- Born: November 7, 1895 Deir el Qamar, Ottoman Empire (modern-day Lebanon)
- Died: May 1978 (aged 82) Miami, Florida, U.S.
- Education: Syrian Protestant College, Georgia Tech, Cornell University
- Known for: Circuit analysis, dynamo balancing, 3D modeling of eddy currents
- Awards: IEEE Fellow

= Michel G. Malti =

American electrical engineer

Michel George Malti (November 7, 1895 – May 1978) was an American electrical engineer, known for his work in circuit analysis. He was born in Deir el Qamar, in modern-day Lebanon and died in Miami, Florida.
He graduated from the Syrian Protestant college (1915) and from Georgia Tech (1922), before joining Cornell University as an instructor and student, earning a M.Sc. (1924) and Ph.D. (1927), all degrees in electrical engineering.

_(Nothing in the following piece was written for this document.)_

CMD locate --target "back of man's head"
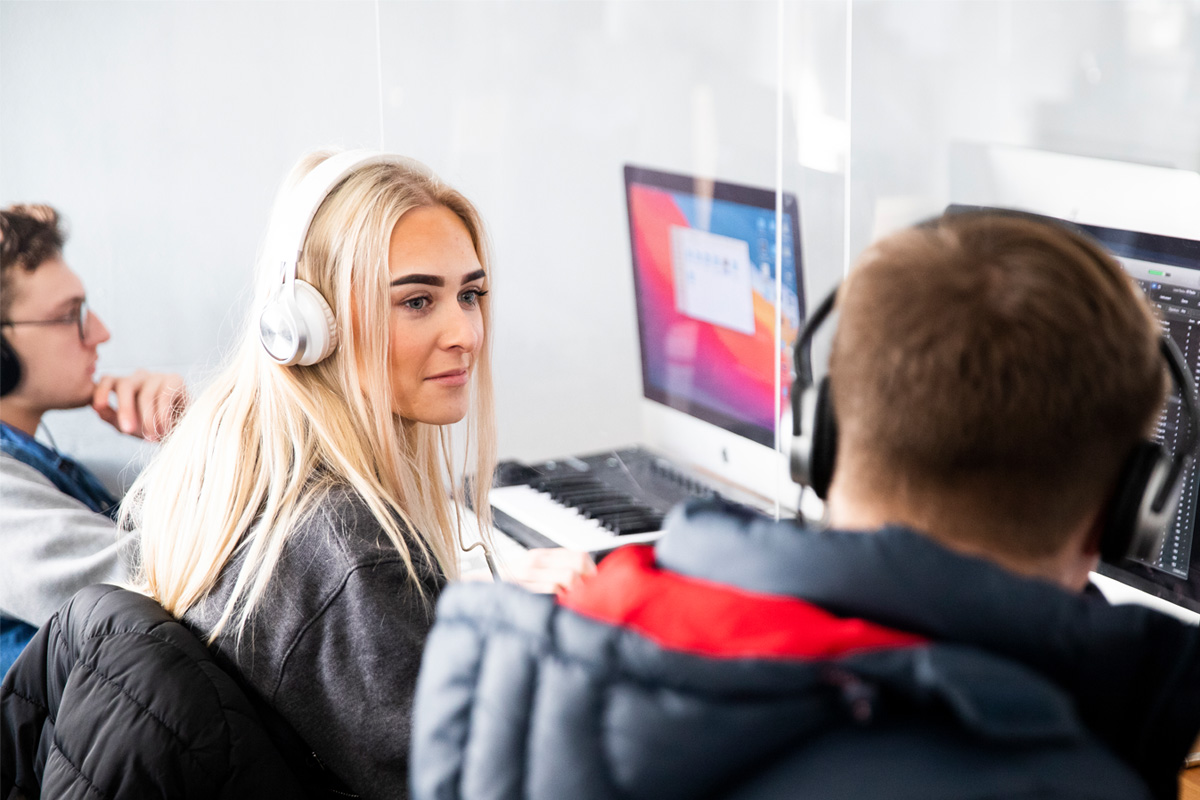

He continued to serve as research assistant and faculty member in civil engineering and as a professor in electrical engineering until his retirement (1962), spending sabbaticals at the University of Puerto Rico (1947) and the University of Roorkee in India (1955–57). In 1939 Malti and Fritz Herzog solved an important electric power problem on balancing dynamos, which had remained unsolved since the days of Michael Faraday a century before.
He later supervised research on 3D-modeling of Eddy currents. Malti was an IEEE Fellow.

==Works==
- Circuit analysis (Wiley, 1930). Translated into Russian.